Last week, Apple announced they would charge a 27% fee on all charges outside of their payment system and 12% on all recurring charges. That’s a 3% reduction from the fee they take on charges within their payment system. Given that third-party payment systems typically charge 3% to 6%, Apple is ensuring that developers will never be able to offer consumers a viable, cheaper option outside of Apple’s walled garden. Perhaps even more appalling is that Apple’s proposal amounts a massive land grab where they could start collecting nearly a third of all consumer web transactions.

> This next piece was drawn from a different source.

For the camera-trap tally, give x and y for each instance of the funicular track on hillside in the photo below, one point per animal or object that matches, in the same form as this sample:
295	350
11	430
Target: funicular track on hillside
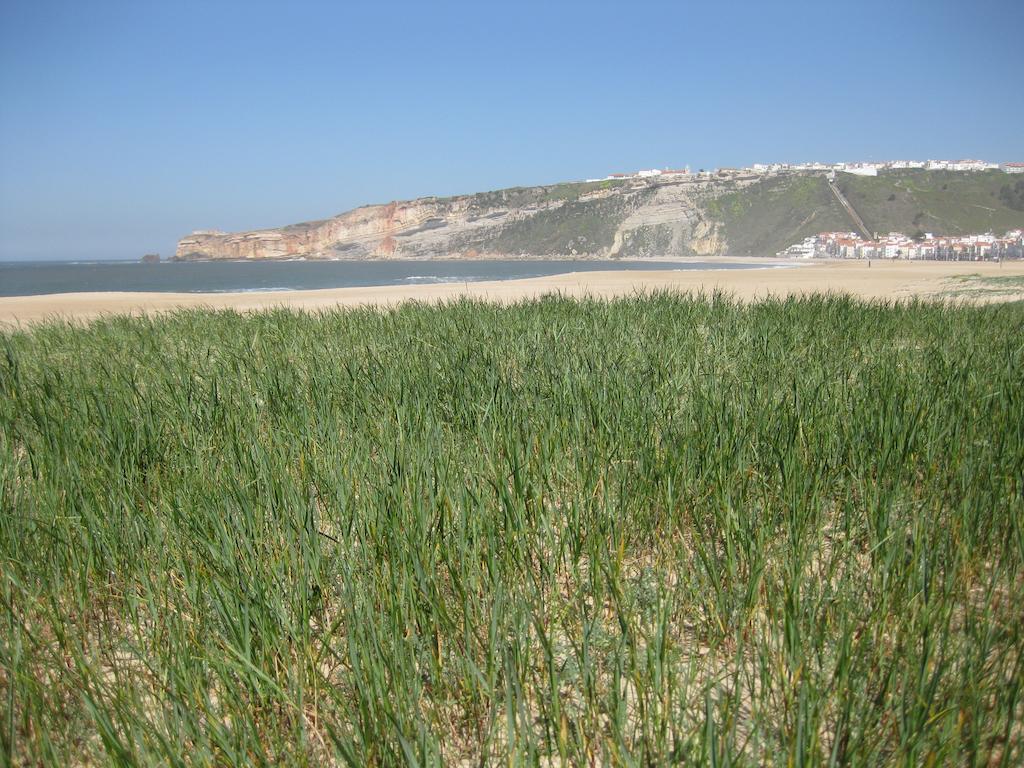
851	211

Building a stronger legal framework

It’s important to note that Judge Gonzalez Rogers and the Ninth Circuit called out the shortcomings with current federal competition law when they ruled against Epic’s claims that Apple had violated federal law. In their 2023 ruling, the Ninth Circuit said, “There is a lively and important debate about the role played in our economy and democracy by online transaction platforms with market power. Our job as a federal court of appeals, however, is not to resolve that debate — nor could we even attempt to do so. Instead, in this decision, we faithfully applied existing precedent to the facts.”

The Ninth Circuit ruling clearly underscores the need for new federal law to ensure a level playing field for existing and new market players. The Open App Markets Act, the American Innovation and Choice Online Act, and the AMERICA Act are vital to updating competition law in the US so that true competition can flourish and consumers can benefit from lower prices and continued innovation.

As if there weren’t enough headlines about big tech companies thumbing their noses at anyone who would suggest they need to be held accountable, Apple’s latest move should remind and inspire Congress to finally enact new, stronger guidelines to curb the pattern of abuse by big tech platforms.